神子は守護者を求め、守護者は神子に与える、それがハマの神意だ。
ハマの意志がないお前が守護者になぞなれるはずはない。
何よりも、女神子には子を成して貰わねばならない。
女神子から産まれる子の力は絶大になる。
全ては世界の均衡のためだ。」
イェオリに使者を、直ぐにでも神子をお迎えできるように準備を、と言った父の言葉に弾かれて、臣下達は慌ただしく動き始めた。
しかし、使者がイェオリに向かう事はなかった。
直ぐに神殿から公布があったからだ。
神子は守護者を従えて、見聞を広めるために旅に出る。
全ての者に神子への接遇を禁じる。
神子より願いがあれば其れに応えるべく行動することはその限りではない。
恙無く神子の旅が遂行される様、周知徹底すべし。
旅の目的地は旧ブランディール。
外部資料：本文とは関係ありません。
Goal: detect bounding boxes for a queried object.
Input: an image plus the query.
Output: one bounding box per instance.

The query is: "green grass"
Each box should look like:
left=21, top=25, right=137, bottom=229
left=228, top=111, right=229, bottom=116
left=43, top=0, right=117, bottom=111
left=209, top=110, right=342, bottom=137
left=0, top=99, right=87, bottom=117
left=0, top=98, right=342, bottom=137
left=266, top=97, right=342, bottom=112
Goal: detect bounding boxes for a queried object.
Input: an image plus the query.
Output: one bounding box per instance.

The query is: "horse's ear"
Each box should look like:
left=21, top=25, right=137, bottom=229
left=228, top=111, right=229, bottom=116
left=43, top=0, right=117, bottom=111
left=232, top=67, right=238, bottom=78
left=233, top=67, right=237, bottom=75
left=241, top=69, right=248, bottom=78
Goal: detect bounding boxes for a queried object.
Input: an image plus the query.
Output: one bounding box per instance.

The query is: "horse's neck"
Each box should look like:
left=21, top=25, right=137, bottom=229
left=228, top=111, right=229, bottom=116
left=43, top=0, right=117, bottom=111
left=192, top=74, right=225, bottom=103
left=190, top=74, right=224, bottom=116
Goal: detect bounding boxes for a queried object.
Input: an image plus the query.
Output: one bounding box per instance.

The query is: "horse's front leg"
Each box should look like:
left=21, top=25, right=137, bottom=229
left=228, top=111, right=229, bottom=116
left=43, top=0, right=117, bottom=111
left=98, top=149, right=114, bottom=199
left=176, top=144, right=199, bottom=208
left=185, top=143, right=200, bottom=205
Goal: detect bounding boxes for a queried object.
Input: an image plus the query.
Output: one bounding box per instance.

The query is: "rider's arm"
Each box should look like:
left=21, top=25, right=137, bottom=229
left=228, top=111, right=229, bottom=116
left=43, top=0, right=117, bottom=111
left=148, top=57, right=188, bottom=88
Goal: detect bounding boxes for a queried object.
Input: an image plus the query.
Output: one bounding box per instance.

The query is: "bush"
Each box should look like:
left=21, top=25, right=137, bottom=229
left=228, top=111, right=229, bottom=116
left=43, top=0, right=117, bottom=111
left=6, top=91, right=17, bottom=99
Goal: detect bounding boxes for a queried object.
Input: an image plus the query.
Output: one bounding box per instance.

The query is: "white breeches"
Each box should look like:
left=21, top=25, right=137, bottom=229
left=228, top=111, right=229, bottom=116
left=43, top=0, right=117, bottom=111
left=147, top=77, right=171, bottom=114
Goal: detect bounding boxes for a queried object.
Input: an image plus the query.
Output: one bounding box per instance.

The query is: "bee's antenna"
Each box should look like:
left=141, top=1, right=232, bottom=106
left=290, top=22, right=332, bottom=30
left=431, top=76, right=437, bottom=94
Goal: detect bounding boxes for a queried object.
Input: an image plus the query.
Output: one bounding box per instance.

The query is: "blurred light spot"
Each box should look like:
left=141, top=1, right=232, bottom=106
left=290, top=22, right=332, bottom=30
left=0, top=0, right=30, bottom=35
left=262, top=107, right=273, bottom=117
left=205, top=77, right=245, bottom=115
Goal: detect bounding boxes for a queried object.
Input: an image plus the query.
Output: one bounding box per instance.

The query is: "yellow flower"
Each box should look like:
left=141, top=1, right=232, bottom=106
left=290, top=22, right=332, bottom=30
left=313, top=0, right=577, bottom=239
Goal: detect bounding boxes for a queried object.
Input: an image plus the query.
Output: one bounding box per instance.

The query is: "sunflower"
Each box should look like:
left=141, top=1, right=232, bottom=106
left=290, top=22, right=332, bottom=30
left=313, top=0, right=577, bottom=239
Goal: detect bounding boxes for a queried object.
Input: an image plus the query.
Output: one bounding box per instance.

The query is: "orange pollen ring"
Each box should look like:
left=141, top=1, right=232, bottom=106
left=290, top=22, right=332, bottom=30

今はラグーのレブロン地方と呼んでいる地域。
神子が向こうからラグーに来るのだ。
その神子の力を借りれば、ラグーは自由を得られる。
…どうやって?どうすれば…。
そんな時、セドリックに近づいたのが、ラウール伯爵だった。
ラウール伯爵はコールの採取とコールを原料としたコークスの製造を任されている、国の産業を支えている重鎮のひとり。
「セドリック王子、なんとしても神子の守護者、せめて伴侶となりなされ。なに、さほど難しい事ではありません。
貴方ほどうってつけの人物はおりません。
神子様もブランの男爵なんかより、王子の方がいいに決まっております。見栄えも資質も貴方様の方がふさわしいのですから、選ばれるのは貴方様です。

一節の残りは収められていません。